Nacho se retiró un momento a su habitación y llamó a su tía al darse cuenta de que tenía dos llamadas perdidas suyas. Había olvidado el teléfono móvil encima de la cama cuando había bajado a almorzar. La mujer contestó al tercer timbrazo.

– ¿Cómo va todo, mi querido poeta naturalista? ¿Has atrapado al asesino? Creo que es un hombre; siempre suelen ser hombres, no sé si te has fijado. -La voz de la tía Pau sonaba aflautada.

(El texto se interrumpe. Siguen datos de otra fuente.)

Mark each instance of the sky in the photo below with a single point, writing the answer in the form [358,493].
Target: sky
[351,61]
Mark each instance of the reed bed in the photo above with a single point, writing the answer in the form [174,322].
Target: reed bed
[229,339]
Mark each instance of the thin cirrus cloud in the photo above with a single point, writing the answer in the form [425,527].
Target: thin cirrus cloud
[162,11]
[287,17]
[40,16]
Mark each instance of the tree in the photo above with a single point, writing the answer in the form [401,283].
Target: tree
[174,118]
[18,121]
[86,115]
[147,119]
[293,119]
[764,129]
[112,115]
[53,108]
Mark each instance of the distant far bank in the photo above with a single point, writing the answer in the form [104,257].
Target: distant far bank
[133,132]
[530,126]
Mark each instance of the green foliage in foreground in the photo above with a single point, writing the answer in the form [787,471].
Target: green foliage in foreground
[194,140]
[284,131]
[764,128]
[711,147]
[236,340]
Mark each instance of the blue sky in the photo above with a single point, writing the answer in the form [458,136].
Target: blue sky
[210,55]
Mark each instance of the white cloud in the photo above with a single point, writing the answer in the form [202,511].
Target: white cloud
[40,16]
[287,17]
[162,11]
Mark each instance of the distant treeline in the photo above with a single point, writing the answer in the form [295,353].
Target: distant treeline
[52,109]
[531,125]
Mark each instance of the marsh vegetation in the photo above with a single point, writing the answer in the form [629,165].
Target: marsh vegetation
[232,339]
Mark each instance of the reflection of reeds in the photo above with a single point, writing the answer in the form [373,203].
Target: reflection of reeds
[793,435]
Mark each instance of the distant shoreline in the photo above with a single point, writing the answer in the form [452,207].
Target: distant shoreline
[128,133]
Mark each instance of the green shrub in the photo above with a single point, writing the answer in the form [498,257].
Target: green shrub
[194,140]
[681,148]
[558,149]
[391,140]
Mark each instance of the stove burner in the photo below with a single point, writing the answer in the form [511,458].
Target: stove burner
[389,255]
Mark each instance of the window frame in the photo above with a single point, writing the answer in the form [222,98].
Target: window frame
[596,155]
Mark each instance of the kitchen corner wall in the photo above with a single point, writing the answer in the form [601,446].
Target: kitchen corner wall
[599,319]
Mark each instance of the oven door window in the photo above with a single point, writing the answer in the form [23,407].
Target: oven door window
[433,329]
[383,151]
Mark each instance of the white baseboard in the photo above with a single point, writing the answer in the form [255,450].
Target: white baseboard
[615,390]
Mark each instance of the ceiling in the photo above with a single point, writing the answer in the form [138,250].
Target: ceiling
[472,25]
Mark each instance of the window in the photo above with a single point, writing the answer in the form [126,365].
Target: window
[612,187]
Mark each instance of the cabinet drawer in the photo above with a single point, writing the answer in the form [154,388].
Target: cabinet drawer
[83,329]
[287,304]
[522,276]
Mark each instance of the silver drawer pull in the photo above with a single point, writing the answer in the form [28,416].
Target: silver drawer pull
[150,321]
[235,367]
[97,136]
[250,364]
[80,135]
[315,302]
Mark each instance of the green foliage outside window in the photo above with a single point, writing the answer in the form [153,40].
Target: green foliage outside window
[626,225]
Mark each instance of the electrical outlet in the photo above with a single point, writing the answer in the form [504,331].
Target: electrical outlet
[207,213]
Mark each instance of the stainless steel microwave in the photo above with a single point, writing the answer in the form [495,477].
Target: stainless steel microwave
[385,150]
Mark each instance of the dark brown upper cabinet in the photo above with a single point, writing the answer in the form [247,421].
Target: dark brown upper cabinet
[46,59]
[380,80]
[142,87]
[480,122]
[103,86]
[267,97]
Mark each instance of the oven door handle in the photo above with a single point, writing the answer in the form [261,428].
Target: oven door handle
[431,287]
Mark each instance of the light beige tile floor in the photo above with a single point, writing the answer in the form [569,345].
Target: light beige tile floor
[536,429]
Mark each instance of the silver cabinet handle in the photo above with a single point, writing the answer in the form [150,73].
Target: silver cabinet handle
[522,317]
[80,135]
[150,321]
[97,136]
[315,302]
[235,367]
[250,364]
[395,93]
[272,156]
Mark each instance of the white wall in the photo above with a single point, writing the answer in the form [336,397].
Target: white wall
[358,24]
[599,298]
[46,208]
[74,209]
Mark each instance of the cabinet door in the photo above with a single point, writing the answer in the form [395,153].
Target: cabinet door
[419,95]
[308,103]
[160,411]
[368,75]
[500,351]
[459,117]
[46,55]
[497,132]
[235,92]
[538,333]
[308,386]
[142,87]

Su sobrino la imaginó tumbada sobre la chaise-longue de terciopelo bermejo del salón, debajo de una ventana que tenía vistas a Madrid, en cuyo relieve destacaban brumosas, en los días de lluvia, las torres de la Ciudad Deportiva del Real Madrid. De hecho, era el único rincón de la casa donde había cobertura. Estaría envuelta en gasas y tules, como la decadente manola de un sastre isabelino vestida con grisetas de París, pero aferrándose al móvil igual que un adolescente japonés. Intercambiaron unos cuantos comentarios sobre la situación en el cigarral -no se le ocurría nada original o perspicaz que añadir, además de la información que ya le había enviado por correo electrónico-, y quedaron en llamarse al día siguiente.

Cuando colgó el teléfono, Nacho llamó a Rodrigo. El chico respondió al décimo timbrazo.

– No, no estaba durmiendo, si es lo que estás pensando -dijo nada más descolgar-. Me has pillado en el baño.

Lo imaginó en el cuarto de baño, dedicado a sus adolescentes actividades productivas, como la tos de un mal resfriado, pero enseguida borró la imagen de su cabeza, avergonzado.

– ¿Has tenido tiempo de echar un vistazo a la información que te he enviado? -quiso saber Nacho.

– Tío, tío… Estoy en ello. No soy una máquina, ¿sabes?

– Yo creía que sí.

– Sólo de cinco a siete. Y los fines de semana libro.

– Entérate de todo lo que puedas sobre Fabio Arjona, busca en los archivos históricos de la edición digital de los periódicos, mira en la Wiki las universidades en las que ha dado clase y rastrea por ahí…

– ¿Tienes las IP del ordenador del muerto? Supongo que estaría informatizado, siendo catedrático, aunque fuera de letras.

– ¿Y cómo crees que voy a tener algo así? -respondió Nacho, exasperado.

– Si conseguimos su dirección IP estática, podremos localizarlo en la red, siempre que esté conectado, claro.

– Rodrigo, no sé si te has enterado de que el hombre está muerto . Frito como un pajarito. Kaputt . ¿De qué nos serviría localizar su ordenador?

– Podría leer su disco duro. -El chico se quedó en silencio unos segundos-. No sé si debería haber dicho esto por teléfono. No es seguro hablar por los móviles, todo el mundo los escucha.